In a opinion piece by Tom Loveless of The New York Times he says maybe we are leaving children behind. The ones who are the high achievers. In Smart Child Left Behind Loveless outlines three points to consider:
First, under the federal law, state tests are supposed to measure whether students are meeting grade-level expectations — whether the average third grader knows the mathematics taught through third grade. But high achievers usually work above grade level, so the state tests are very poor instruments for measuring how well top students are learning.
Second, the way the study’s analysts depicted state trends creates a misleading national picture.

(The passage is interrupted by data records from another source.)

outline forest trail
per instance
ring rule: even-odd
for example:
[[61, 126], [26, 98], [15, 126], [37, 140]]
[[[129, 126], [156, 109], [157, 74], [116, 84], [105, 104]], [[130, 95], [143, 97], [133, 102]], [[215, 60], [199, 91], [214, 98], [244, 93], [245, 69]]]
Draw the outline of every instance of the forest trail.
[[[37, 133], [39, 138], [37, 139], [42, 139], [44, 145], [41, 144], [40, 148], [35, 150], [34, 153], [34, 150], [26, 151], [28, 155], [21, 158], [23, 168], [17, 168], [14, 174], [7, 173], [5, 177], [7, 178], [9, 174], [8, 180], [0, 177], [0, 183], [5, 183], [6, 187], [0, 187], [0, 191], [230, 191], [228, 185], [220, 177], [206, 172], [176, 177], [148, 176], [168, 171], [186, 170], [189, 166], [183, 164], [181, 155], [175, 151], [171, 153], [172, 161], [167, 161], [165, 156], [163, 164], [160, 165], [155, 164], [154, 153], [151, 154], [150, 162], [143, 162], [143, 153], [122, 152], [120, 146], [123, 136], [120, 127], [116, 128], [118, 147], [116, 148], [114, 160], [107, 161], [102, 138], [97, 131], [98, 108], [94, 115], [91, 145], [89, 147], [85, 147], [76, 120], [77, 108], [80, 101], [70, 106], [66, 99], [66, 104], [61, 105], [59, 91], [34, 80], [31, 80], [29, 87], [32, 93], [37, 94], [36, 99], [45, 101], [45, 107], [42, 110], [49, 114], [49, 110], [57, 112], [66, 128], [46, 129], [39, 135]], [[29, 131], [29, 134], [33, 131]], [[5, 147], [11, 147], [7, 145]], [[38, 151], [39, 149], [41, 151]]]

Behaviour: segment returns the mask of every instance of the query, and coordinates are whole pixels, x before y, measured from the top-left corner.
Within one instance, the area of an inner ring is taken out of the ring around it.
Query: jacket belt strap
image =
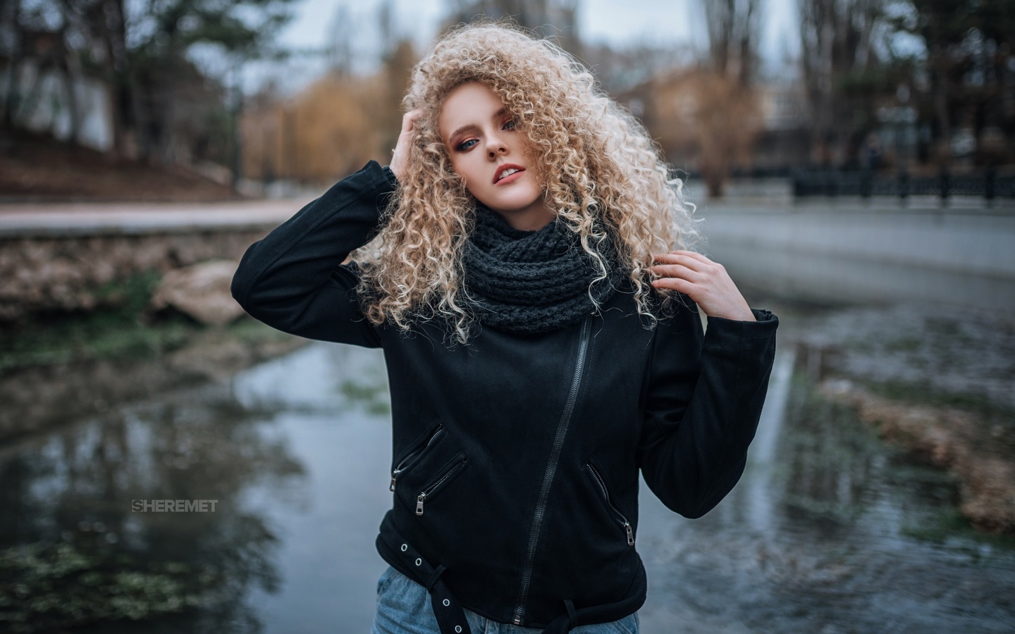
[[[387,537],[394,538],[397,544],[389,542]],[[444,566],[434,568],[416,552],[416,549],[412,548],[411,544],[403,540],[402,536],[393,530],[389,536],[386,536],[384,532],[378,536],[378,550],[393,560],[401,561],[403,572],[411,572],[409,577],[425,587],[430,593],[430,606],[433,607],[433,616],[437,620],[441,634],[472,634],[469,623],[465,620],[462,606],[441,579],[441,575],[447,568]]]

They calculated “trend lines” in each state — for example, whether more fourth graders in Georgia reached the “advanced” level in math, whether they made gains in reading and so on for each grade and subject.
For their conclusions, they added together all the up, down and sideways trends to give a national snapshot, saying that 83 percent of trend lines showed gains, while 15 percent showed declines. The problem with this system is that it treats all states equally, regardless of size. So a gain among high-performing students in North Dakota has the same weight as one in California, which has more than 60 times as many students.
Third, the analysis does not compare today’s students with those of earlier eras. High-achieving students might be making incremental progress — but is this new? If they were making similar gains before 2002, then might recent progress have nothing to do with No Child Left Behind? And how did their progress compare with trends for lower-achieving students?
Loveless states there is a better report to consider, National Assessment of Educational Progress, which tracks achievement changes in 4th, 8th and 12th graders across the country. It found relatively little progress among our highest-achieving students (those in the top 10 percent) from 2000 to 2007, while the bottom 10 percent made phenomenal gains. For example, in eighth-grade math, the lowest-achieving students made 13 points of progress on the national-assessment scale from 2000 to 2007 — roughly the equivalent of a whole grade. Top students, however, gained just five points.
No Child Left Behind is a good start, but let's not leave our highest achieving students in the political policy wake.